First Asia Capital: Waspadai Penurunan Kinerja Emiten

First Asia Capital - detikFinance
Kamis, 23 Jul 2015 08:54 WIB
First Asia Capital: Waspadai Penurunan Kinerja Emiten
Jakarta - Mengakhiri perdagangan perdana setelah Lebaran, Rabu (22/7/2014), IHSG ditutup menanjak 36,840 poin (0,76%) ke level 4.906,689. Indeks Harga Saham Gabungan (IHSG) menguat 36 poin berkat aksi borong saham oleh investor asing menjelang penutupan perdagangan.Transaksi investor asing tercatat melakukan penjualan bersih (foreign net sell) senilai Rp 95,774 miliar di seluruh pasar. Perdagangan kemarin berjalan moderat dengan frekuensi transaksi sebanyak 220.144 kali dengan volume 3,792 miliar lembar saham senilai Rp 5 triliun. Sebanyak 147 saham naik, 118 turun, dan 85 saham stagnan. Sementara nilai tukar rupiah terhadap dolar Amerika Serikat (AS) ditutup melemah di posisi Rp 13.370 per dolar AS dibandingkan posisi pada penutupan perdagangan sebelum lebaran di Rp 13.335 per dolar AS.
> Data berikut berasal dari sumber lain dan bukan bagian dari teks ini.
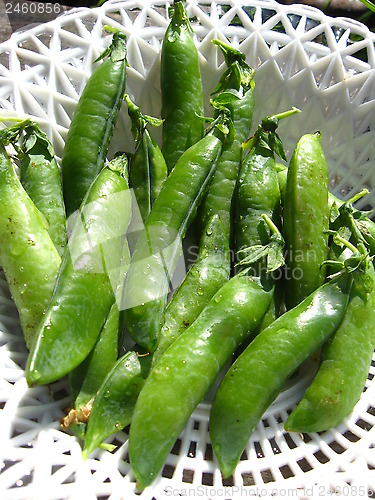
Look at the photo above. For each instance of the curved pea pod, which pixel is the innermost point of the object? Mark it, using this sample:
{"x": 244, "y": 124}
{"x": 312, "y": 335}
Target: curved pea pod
{"x": 92, "y": 124}
{"x": 40, "y": 176}
{"x": 114, "y": 403}
{"x": 148, "y": 170}
{"x": 181, "y": 87}
{"x": 86, "y": 379}
{"x": 345, "y": 361}
{"x": 158, "y": 247}
{"x": 205, "y": 277}
{"x": 237, "y": 84}
{"x": 365, "y": 225}
{"x": 27, "y": 254}
{"x": 208, "y": 273}
{"x": 306, "y": 219}
{"x": 87, "y": 282}
{"x": 260, "y": 372}
{"x": 187, "y": 370}
{"x": 257, "y": 194}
Dari dalam negeri, Bank Indonesia (BI) memperkirakan inflasi Juli 2015 akan melaju pada kisaran 0,6 persen, menyusul kenaikkan harga barang dan jasa yang tak terlalu signifikan selama puasa dan lebaran. Prediksi ini positif bagi pasar karena IHSG sempat jatuh pada bulan Juni akibat tingginya inflasi pada bulan Mei 2015. Akan tetapi BI juga memangkas proyeksi ekonomi Indonesia tahun 2015 dari semula 5,4% - 5,8% menjadi 5% - 5,4%. Selain itu trend penurunan ekspor dan impor juga menjadi kekhawatiran tersendiri.
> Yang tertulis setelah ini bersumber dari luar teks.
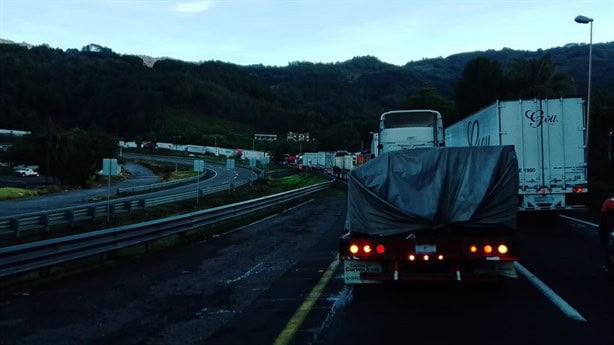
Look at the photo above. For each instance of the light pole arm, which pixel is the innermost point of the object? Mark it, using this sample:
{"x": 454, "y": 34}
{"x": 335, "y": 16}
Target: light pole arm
{"x": 590, "y": 66}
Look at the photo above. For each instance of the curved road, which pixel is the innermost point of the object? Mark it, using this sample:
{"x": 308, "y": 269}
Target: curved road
{"x": 139, "y": 176}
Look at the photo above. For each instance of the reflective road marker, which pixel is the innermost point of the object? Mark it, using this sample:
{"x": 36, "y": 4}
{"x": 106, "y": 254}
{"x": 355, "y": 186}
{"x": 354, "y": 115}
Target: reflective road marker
{"x": 548, "y": 292}
{"x": 299, "y": 316}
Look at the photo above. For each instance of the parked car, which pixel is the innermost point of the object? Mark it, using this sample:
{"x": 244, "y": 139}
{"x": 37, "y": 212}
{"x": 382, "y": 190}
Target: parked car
{"x": 26, "y": 172}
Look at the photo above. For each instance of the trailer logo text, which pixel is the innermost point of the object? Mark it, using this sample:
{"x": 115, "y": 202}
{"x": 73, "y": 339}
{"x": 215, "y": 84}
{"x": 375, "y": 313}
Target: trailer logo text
{"x": 473, "y": 135}
{"x": 538, "y": 118}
Sementara dari luar negeri, Bursa saham amerika mengalami koreksi cukup dalam akibat estimasi laba perusahaan tekonologi yang di bawah estimasi. Indeks Dow Jones turun 68,25 poin (0,38%) ke 17.851,04. Indeks S&P 500 turun 5,06 poin (0,24%) ke 2.114,15. Sementara indeks Nasdaq turun 36,35 poin (0,7%) ke 5.171,77. Selain itu turunnya harga komoditas juga masih berlangsung. Harga minyak dunia turun hingga di bawah USD 50 per barrel.
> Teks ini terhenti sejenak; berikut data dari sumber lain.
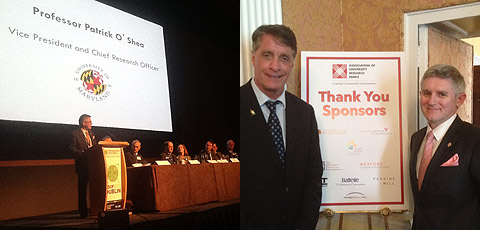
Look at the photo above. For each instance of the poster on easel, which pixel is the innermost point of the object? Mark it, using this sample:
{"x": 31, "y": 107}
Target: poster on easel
{"x": 357, "y": 97}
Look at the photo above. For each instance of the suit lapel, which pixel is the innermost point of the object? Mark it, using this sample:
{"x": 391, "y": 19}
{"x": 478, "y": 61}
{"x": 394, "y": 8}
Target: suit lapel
{"x": 416, "y": 143}
{"x": 257, "y": 120}
{"x": 291, "y": 130}
{"x": 444, "y": 151}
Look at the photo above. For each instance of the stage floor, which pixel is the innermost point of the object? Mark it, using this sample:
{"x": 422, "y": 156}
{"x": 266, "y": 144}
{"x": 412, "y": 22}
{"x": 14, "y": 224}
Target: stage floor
{"x": 213, "y": 215}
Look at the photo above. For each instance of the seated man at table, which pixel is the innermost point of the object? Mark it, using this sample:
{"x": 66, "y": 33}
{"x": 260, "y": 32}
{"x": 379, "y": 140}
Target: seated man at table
{"x": 167, "y": 153}
{"x": 133, "y": 156}
{"x": 207, "y": 153}
{"x": 182, "y": 154}
{"x": 216, "y": 153}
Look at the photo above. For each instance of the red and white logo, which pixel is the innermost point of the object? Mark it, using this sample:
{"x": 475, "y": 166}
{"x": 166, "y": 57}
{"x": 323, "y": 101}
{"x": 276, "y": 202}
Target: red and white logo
{"x": 339, "y": 71}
SCROLL TO CONTINUE WITH CONTENT

Pada perdagangan hari ini pelaku pasar akan memperhatikan pergerakan rupiah. Pelemahan rupiah masih berpotensi terjadi jika melihat tekanan yang terjadi akibat sentimen dari The Fed dan penurunan pertumbuhan ekonomi. Selain itu sama seperti Amerika, perlu diwaspadai penurunan kineja emiten Q2 2015. Oleh karena itu IHSG diperkirakan akan bergerak negatif dengan rentang support 4850 dan resisten 4930.